The Arctic was very warm during a period roughly 3.5 to 2 million years ago, a new study suggests.
The Arctic was very warm during a period roughly 3.5 to 2 million years ago, a new study suggests. It was a time when research suggests that the level of carbon dioxide in the atmosphere was roughly comparable to today's-leading to the conclusion that relatively small fluctuations in carbon dioxide levels can have a major influence on Arctic climate, according to a new analysis of the longest terrestrial sediment core ever collected in the Arctic.
"One of our major findings is that the Arctic was very warm in the middle Pliocene and Early Pleistocene-roughly 3.6 to 2.2 million years ago-when others have suggested atmospheric carbon dioxide was not much higher than levels we see today," Julie Brigham-Grette, of the University of Massachusetts Amherst said.
She added that "this could tell us where we are going in the near future. In other words, the Earth system response to small changes in carbon dioxide is bigger than suggested by earlier climate models."

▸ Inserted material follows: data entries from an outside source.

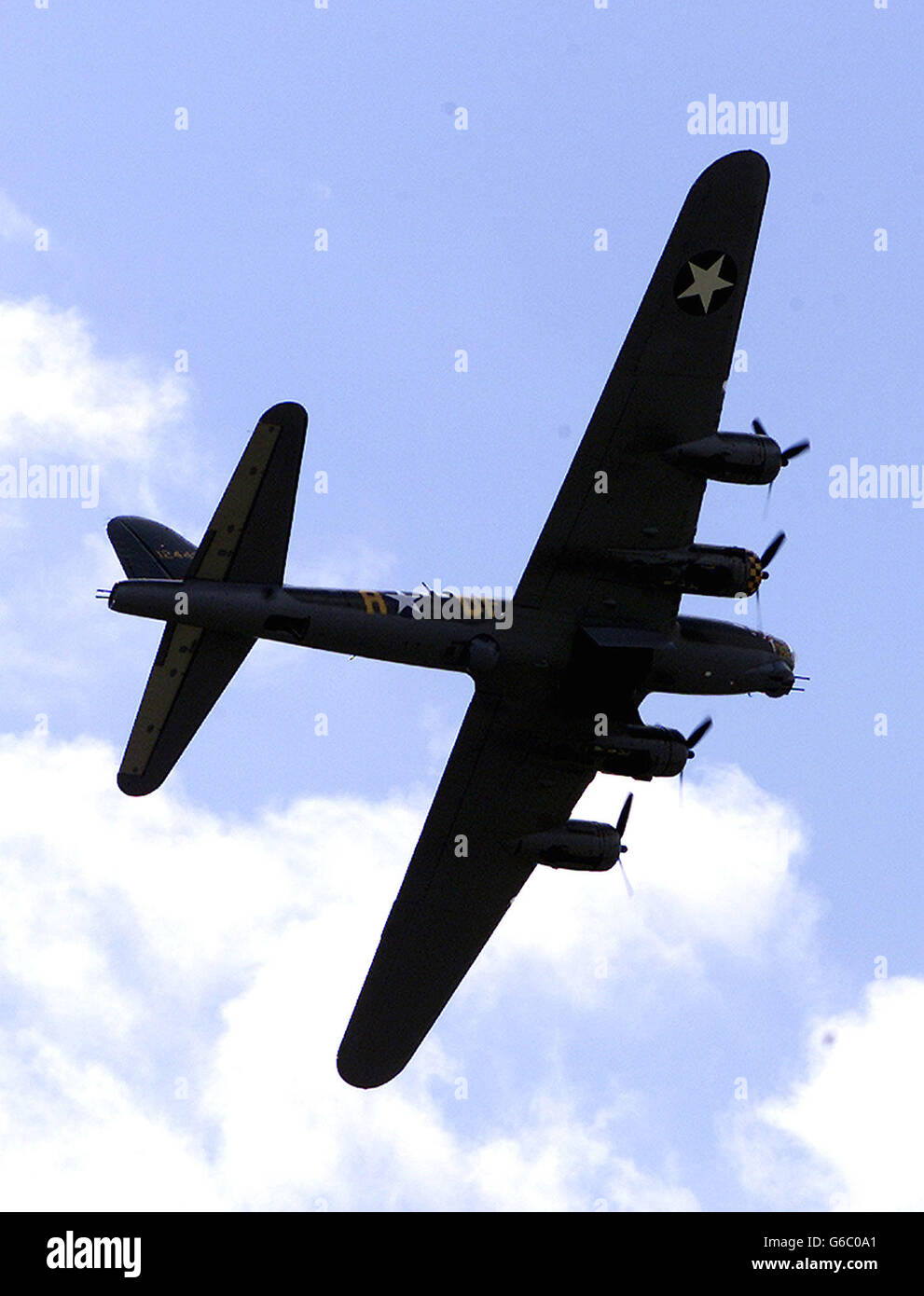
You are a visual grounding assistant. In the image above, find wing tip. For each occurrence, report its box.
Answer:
[116,770,163,797]
[337,1036,409,1089]
[697,149,770,188]
[259,401,309,432]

The data come from the analysis of a continuous cylinder of sediments collected by NSF-funded researchers from the bottom of ice-covered Lake El'gygytgyn, pronounced El-Guh-Git-Kin, the oldest deep lake in the northeast Russian Arctic, located 100 kilometers (62 miles) north of the Arctic Circle. The drilling was an international project.
Results of the core analysis, according to Brigham-Grette, have "major implications for understanding how the Arctic transitioned from a forested landscape without ice sheets to the ice- and snow-covered land we know today."
The study is published in the journal Science.